{G-105.} Die Gewerbetreibenden

Hinsichtlich Herkunft und Kultur gehörte ein großer Teil der verschiedenen ländlichen Gewerbetreibenden nicht zur bäuerlichen Gemeinschaft des Dorfes, sondern war von anderswoher zugezogen. In der gesellschaftlichen Rangskala standen die Gewerbetreibenden gleich hinter der Dorfintelligenz, doch waren sie an der Leitung und den gemeinsamen Initiativen des Dorfes im allgemeinen nicht beteiligt. Sie waren um gute Beziehungen zu jedermann bemüht, da sie bei ihren Geschäften von den Dorfbewohnern abhängig waren, doch beruhte diese Abhängigkeit oftmals auf Gegenseitigkeit.

Der „Kupec“, der Viehhändler, kaufte in erster Linie das Vieh (Rinder, Schweine, Schafe) auf und verkaufte es auf den Märkten weiter oder gab es manchmal auch an die Fleischer ab. Sein Tätigkeitsbereich war in der Regel nicht auf ein Dorf beschränkt, sondern erstreckte sich über eine größere Region, in der er die Preisschwankungen beobachtete und ausnutzte. Der Getreidehändler war mehr an einen Ort gebunden und verfügte über geeignete Gebäude zur Lagerung größerer Mengen von Getreide. Bereits vom Frühjahr an lieh er den darauf angewiesenen Bauern Getreide und Geld gegen hohe Zinsen und kaufte zugleich zu einem festgelegten Preis die künftige Ernte. Im allgemeinen kaufte er sämtliche Getreidesorten auf und hielt sie nach Möglichkeit bis zum nächsten Frühjahr zurück, um sie sowohl am Ort als auch an größere Händler mit bedeutendem Gewinn abgeben zu können. Oftmals erwarb er auch die Mühle hinzu, oder der Müller dehnte seine Tätigkeit auf den Getreidehandel aus.

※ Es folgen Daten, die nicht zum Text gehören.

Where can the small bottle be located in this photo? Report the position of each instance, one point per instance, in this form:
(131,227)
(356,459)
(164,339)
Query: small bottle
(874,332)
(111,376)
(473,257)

Der Krämer fehlte selbst im kleinsten Dorf nicht. Er richtete sich möglichst im Zentrum der Ortschaft ein und unterhielt eine Gemischtwarenhandlung; er verkaufte in erster Linie Gewürze, Zucker, Essig, Petroleum und andere Artikel, die in den bäuerlichen Haushalten täglich gebraucht und von den Bauernwirtschaften nicht produziert wurden. Kleidung, landwirtschaftliches Gerät usw. wurden in den Krämerläden nur selten geführt, weil die Bauern diese Artikel auf den Märkten kauften. Beim Krämer konnte man nicht nur mit Geld, sondern auch mit Naturalien, hauptsächlich mit Eiern, Mehl usw. bezahlen, deren Preis der Krämer allerdings unter dem laufenden Preis festsetzte, so daß er dadurch zusätzlichen Gewinn hatte. An Orten, wo ein Teil der Bevölkerung Geld und Naturalien gleichzeitig bekam (z. B. Deputanten, Saisonarbeiter, Gesinde usw.), schrieb der Krämer auch an, doch berechnete er dafür Zinsen.

Der Gastwirt war im ungarischen Dorf ebenfalls eine wichtige Persönlichkeit. In jedem Dorf gab es wenigstens einen, und selbst in kleineren Dörfern kam es vor, daß mehrere Schenken nebeneinander existierten. Der Schankwirt baute sein Haus immer an der Hauptstraße, damit jeder daran vorbeigehen mußte. Die Gastwirtschaft bestand in der Regel aus einer größeren Trinkstube und einem durch einen Lattenzaun gesicherten Schankraum in der Ecke, in dem die Flaschen und Gläser selbst bei Schlägereien in Sicherheit waren. Die Ungarn haben dafür den treffenden Ausdruck kármentõ, etwa „Schadenschutz“. Die Dorfschenken waren auf den Ausschank von {G-106.} Getränken, Wein und Schnaps, später auch Bier eingerichtet. Essen bekam man dort nur selten. Der Gastwirt gewährte ebenso wie der Krämer Kredit, wofür er aber ebenfalls Zinsen berechnete. Bauernsöhne brachten, wenn sie nicht genügend Geld hatten, einen Sack Weizen mit, den sie oftmals vom Vater gestohlen hatten. Das Wirtshaus war der Treffpunkt der Männer, der Ort, den Frauen nur dann betraten, wenn sie ihre Männer zur Heimkehr bewegen wollten. Im vergangenen Jahrhundert schloß man den Wirtshäusern immer häufiger Kegelbahnen an, wo die Männer am Sonntagnachmittag zu Spiel und Gespräch zusammenkamen.